Evocar a Salamanca no es baladí. Salamanca es la ciudad donde la palabra fue poder, donde el pensamiento se convirtió en norma jurídica, donde la conciencia moral intentó adelantarse a la fuerza de los hechos. Allí resonaron las preguntas que todavía hoy nos interpelan: ¿Qué es legítimo?, ¿Qué es justo?, ¿Qué límites tiene el poder?, ¿Qué dignidad posee el otro?
Cuando se evocan figuras como Isabel I de Castilla o Francisco de Vitoria, no estamos ante estampas de un museo nacional. Estamos ante decisiones humanas que condicionaron el rumbo del mundo. Y esa conciencia produce vértigo. Porque si ellos, en su tiempo, fueron capaces de pensar en términos universales: ¿Qué hacemos nosotros con la herencia recibida?
Me pregunto —y lo hago sin retórica— si no estamos viviendo una época que ha olvidado la dimensión intelectual y moral de la política. La geopolítica, hoy, suele reducirse a estrategia, influencia, bloques de poder. Indudablemente, el siglo XVI también lo fue, pero con un importante añadido: el de la dimensión intelectual y moral. La llamada Escuela de Salamanca no discutía solo de territorios; discutía también la naturaleza misma del ser humano.

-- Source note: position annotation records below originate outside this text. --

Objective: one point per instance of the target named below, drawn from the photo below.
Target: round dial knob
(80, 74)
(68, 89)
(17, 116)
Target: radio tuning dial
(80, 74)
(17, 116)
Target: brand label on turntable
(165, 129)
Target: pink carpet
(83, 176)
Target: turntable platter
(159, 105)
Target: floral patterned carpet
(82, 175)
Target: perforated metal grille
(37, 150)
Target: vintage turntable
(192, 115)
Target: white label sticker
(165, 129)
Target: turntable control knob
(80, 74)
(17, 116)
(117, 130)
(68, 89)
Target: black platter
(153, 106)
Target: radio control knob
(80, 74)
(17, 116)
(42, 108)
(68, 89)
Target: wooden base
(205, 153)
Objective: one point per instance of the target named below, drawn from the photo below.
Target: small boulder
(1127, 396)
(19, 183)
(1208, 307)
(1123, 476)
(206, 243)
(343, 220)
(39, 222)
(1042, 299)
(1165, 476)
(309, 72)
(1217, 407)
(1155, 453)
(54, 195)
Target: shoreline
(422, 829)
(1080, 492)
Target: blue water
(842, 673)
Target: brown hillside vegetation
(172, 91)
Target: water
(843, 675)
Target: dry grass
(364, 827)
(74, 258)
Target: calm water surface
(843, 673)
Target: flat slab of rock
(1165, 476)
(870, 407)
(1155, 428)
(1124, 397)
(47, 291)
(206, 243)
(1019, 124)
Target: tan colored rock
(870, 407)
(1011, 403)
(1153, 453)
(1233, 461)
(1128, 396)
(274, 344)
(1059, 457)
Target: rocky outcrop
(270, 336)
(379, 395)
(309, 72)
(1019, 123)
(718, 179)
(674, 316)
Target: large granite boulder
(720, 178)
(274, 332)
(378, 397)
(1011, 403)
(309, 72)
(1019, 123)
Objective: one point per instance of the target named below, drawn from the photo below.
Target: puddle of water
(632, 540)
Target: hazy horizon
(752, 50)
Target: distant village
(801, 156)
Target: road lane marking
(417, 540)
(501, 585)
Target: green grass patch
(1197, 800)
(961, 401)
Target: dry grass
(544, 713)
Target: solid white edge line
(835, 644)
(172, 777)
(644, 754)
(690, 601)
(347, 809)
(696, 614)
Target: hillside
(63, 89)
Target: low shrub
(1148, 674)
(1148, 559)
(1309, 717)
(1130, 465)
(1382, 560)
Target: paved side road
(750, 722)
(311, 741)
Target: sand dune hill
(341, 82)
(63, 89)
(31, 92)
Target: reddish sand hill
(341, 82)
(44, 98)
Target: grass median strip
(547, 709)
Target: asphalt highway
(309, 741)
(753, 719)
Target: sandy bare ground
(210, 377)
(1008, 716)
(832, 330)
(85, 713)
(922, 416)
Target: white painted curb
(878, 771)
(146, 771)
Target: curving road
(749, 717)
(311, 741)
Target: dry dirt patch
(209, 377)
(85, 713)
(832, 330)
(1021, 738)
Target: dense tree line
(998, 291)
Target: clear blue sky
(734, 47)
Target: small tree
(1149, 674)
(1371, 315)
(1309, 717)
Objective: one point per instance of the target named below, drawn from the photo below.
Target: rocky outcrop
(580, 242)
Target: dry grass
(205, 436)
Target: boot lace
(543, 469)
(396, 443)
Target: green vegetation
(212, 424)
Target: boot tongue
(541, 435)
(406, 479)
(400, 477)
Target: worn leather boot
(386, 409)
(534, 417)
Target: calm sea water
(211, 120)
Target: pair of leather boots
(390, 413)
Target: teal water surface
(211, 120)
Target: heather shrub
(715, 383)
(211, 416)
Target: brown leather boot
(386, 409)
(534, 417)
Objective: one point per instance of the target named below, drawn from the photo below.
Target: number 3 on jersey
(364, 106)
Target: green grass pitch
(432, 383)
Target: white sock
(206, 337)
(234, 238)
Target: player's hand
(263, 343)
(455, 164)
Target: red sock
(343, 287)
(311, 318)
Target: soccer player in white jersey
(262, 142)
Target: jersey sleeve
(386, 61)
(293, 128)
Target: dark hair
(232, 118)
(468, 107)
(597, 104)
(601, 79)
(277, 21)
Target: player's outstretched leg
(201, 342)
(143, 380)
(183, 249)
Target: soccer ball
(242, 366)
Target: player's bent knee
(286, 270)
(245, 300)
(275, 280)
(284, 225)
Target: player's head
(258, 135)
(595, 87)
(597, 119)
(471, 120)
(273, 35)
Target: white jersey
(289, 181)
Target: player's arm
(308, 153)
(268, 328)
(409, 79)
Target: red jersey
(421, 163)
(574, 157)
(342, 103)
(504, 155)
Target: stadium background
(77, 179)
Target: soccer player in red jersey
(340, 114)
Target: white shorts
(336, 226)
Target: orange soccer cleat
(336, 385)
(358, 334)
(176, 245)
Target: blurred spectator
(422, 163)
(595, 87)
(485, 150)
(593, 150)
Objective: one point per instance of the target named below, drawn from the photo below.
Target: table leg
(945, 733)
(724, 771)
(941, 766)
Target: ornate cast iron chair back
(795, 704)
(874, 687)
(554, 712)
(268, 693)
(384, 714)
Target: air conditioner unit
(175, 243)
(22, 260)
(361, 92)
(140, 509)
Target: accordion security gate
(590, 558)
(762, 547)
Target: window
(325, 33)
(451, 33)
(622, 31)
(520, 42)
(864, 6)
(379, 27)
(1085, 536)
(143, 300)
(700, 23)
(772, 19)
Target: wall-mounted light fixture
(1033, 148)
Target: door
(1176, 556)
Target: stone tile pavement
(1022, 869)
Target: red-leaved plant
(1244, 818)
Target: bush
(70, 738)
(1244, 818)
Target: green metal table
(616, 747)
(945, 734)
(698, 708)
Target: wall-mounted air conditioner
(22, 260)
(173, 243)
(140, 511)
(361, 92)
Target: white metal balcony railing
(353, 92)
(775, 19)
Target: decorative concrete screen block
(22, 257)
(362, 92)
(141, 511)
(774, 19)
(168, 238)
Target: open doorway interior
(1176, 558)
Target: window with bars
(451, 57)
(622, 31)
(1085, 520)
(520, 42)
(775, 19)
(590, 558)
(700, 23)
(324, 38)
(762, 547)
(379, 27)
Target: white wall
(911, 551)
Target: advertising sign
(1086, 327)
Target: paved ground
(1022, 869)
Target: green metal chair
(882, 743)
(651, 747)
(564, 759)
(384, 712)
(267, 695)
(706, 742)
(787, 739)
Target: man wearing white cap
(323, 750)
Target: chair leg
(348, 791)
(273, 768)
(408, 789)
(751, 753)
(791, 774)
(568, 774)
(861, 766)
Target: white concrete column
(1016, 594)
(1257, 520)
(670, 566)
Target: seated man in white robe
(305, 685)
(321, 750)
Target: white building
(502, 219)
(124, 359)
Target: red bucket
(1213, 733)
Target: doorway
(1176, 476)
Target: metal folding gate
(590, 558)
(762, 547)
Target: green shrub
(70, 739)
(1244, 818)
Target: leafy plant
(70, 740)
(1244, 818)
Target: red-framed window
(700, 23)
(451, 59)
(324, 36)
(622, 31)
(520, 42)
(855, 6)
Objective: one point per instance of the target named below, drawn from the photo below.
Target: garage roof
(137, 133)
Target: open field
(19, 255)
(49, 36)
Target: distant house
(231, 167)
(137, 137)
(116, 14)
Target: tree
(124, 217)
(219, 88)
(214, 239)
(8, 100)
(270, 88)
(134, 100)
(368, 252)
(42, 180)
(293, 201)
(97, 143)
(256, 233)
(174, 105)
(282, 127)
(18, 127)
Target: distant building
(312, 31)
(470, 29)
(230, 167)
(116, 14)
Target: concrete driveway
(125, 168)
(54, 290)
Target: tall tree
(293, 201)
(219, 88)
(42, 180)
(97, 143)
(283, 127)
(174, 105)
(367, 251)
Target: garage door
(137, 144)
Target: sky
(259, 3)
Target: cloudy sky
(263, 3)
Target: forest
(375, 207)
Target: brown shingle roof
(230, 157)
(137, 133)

Escuchar cómo se analiza el papel de Bernardo de Gálvez en la independencia norteamericana, o cómo se reinterpreta la acción de Hernán Cortes más allá de caricaturas, no debería llevarnos a la exaltación ni al rechazo automático. Debería llevarnos a algo más exigente: a comprender la complejidad. Tal vez esa sea la palabra clave: complejidad.
Un país que acepta su complejidad histórica está más preparado para afrontar su futuro. Un país que se simplifica a sí mismo termina debilitándose culturalmente. Estas jornadas, coordinadas por Esther del Brío, han recordado que la historia de España no cabe en consignas, ni en condenas sumarias, ni en orgullos huecos.
Cuando uno reflexiona con serenidad sobre el papel de España en la construcción del mundo moderno, le viene a la mente la siguiente pregunta nuclear, cuasi personal:
✅¿Somos hoy capaces de pensar con la misma ambición intelectual y moral con la que pensaron aquellos hombres y mujeres que, desde Salamanca, intentaron ordenar un mundo nuevo?
Si la respuesta es confusa, al menos queda el consuelo —y la responsabilidad— de volver a estudiar, volver a pensar y volver a dialogar. Porque la historia no termina en el pasado. Empieza cada vez que decidimos comprenderla.